How To Install MapR Test Cluster
This document covers my installation of MapR Converged Platform on an Ubuntu 14.04 cluster.
We are running on the DTAC private cloud so some of the screenshots will show our internal interface. All instances are running in a VM.
Most of this follows the suggested flow given in the lab manual from MapR. Initially I launched the cluster on CentOS 7.3 but that wasn’t supported and it failed. The same with Ubuntu 16.
Launch Virtual Machines
I launched 4 virtual machines with the following specs:
- OS: Ubuntu 14.04
- 2 processer cores
- 8GB memory
- 4 disks total
- 1 OS disk @ 8GB
- 3 unformatted disks @ 20GB
- 1 public IP nic 1GbE
- 1 private IP nic 1GbE
If you are working on multiple servers it’s best to use a unified command broadcast tool.
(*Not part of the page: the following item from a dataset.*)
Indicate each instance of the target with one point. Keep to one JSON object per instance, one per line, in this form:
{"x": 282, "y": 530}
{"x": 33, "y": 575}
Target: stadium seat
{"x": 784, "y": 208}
It makes life so much easier. This is not the same as the clustershell that will be used from node to node.
csshx --login root --ssh_args "-i .ssh/YOURKEY" host1 host2 host3 host4
You will need to setup passwordless authentication on all the severs. I always do that for external acounts but you need it make sure you can get from node to node.
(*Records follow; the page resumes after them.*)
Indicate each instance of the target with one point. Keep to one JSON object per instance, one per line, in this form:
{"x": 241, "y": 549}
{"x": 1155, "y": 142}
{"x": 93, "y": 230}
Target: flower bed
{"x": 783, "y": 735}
apt update apt upgrade apt install wget unzip clustershell vim htop nfs-common openjdk-7-jdk ntp ntpdate
I don’t like this but MapR likes to have the app armor off. I’ll be working on getting that or selinux for CentOS back. It could save you some pain later.
service apparmor stop update-rc.d -f apparmor remove
Keys for Nodes
Set up user mapr and give it keys. Generate keys for the nodes. See Generate SSH Keys from Github.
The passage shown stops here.